GAO Calls for Stronger FHWA Oversight of Guardrails, Transition to New Standards

AASHTO Journal, 15 July 2016

The U.S. Government Accountability Office, the auditing arm of Congress, called in a recent report for stronger federal oversight of roadside guardrails that are meant to reduce injuries and deaths from traffic crashes in which vehicles move out of the roadway.

The report, conducted in response to a congressional request, did not specifically address issues related to Trinity Industries’ ET-Plus guardrail end terminal systems that have been the subject of litigation and a special round of crash tests.

But in explaining the origins of this audit, the GAO said that in 2014 a full 54 percent of U.S. traffic deaths occurred when a vehicle left the road. It noted that in recent years “a number of serious injuries and deaths resulted from crashes into roadside safety hardware,” so the GAO was tasked with reviewing the Federal Highway Administration’s oversight of such hardware.

The report’s title – “More Robust DOT Oversight of Guardrails and Other Roadside Hardware Could Further Enhance Safety” – sums up the GAO’s view that the U.S. Department of Transportation needs to take additional steps to bolster its safety mission for the devices.

The GAO said the FHWA oversees and promotes states’ installation of crash-tested safety hardware.

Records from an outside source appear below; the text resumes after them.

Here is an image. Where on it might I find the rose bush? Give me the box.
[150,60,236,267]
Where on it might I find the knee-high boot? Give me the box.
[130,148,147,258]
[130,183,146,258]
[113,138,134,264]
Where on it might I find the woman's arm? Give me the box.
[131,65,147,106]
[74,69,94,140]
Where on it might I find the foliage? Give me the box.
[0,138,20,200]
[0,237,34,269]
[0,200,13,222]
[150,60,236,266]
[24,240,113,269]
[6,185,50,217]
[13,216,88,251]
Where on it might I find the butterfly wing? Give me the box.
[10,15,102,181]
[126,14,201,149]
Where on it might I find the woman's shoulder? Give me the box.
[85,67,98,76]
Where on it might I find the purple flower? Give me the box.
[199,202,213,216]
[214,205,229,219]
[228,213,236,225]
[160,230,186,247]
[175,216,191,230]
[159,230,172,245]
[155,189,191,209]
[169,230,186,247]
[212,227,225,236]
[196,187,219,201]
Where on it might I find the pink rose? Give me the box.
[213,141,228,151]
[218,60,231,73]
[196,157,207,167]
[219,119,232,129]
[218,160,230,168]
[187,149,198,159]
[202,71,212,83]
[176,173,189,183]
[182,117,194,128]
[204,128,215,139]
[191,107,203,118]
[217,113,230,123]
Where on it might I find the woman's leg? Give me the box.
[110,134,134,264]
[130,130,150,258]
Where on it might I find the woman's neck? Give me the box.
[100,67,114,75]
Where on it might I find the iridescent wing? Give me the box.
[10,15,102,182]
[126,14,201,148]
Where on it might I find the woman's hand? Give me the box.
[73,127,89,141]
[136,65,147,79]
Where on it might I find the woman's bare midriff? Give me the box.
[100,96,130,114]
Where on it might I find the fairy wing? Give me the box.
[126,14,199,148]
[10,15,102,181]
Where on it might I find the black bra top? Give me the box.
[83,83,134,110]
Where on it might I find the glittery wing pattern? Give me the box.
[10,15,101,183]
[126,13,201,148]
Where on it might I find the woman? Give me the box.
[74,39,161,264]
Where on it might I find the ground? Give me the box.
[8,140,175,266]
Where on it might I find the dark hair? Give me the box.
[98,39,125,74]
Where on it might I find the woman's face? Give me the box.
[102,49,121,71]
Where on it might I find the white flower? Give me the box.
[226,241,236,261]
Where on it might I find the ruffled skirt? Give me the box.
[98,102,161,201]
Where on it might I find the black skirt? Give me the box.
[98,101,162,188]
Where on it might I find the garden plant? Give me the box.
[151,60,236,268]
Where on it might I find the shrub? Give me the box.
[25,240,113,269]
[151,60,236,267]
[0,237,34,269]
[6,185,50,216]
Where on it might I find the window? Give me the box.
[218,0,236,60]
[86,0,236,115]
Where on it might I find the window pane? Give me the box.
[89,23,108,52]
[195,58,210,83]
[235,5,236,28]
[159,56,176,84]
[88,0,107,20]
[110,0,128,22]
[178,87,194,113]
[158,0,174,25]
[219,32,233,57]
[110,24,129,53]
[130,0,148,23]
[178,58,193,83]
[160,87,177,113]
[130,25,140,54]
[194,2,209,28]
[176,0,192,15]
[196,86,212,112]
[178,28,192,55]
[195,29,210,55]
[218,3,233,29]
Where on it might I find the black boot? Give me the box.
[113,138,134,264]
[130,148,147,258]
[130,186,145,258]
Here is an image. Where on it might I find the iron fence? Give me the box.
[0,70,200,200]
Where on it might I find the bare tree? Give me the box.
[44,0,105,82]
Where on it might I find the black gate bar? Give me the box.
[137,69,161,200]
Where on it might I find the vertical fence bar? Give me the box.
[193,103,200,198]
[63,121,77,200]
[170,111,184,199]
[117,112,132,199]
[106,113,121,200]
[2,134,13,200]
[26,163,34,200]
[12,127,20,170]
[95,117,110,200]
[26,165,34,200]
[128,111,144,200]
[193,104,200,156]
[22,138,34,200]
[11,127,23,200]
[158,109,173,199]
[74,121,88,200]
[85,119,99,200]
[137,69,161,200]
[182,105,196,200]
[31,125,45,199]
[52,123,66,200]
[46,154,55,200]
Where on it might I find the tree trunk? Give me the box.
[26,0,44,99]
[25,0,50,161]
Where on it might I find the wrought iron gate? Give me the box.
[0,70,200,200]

And the FHWA, in partnership with the American Association of State Highway and Transportation Officials, recently established a schedule for state departments of transportation to install guardrails that meet updated standards from the “Manual for Assessing Safety Hardware.”

But it said that “some inconsistencies across state practices exist, and states’ movement to require installation of devices successfully tested to updated, improved crash test standards . . . has been slow.”

The FHWA, the report continued, “currently does not have a monitoring plan to report on progress to meeting the established dates” to transition to MASH-standards equipment. “Monitoring and reporting would allow FHWA to keep decision-makers aware of progress and position FHWA to take corrective actions as needed.”

However, the report noted that the FHWA “has contracted for a full examination of its roadside safety hardware oversight processes and expects a report with recommendations for potential changes to these processes” later this summer.

The GAO also said that “six of the nine accredited U.S. crash test laboratories evaluate products that were developed by employees of the parent organization,” a situation the auditors called “a potential threat to lab independence.” The FHWA, the report added, “relies heavily on the labs to make a pass/fail determination” of products they test.

It said some other federal agencies require third-party verification of test results of labs they deal with, but that the FHWA does not have such a process. “Developing a process for third-party verification of roadside safety hardware’s lab test results could provide greater assurance that potential threats to independence are fully addressed,” the GAO said.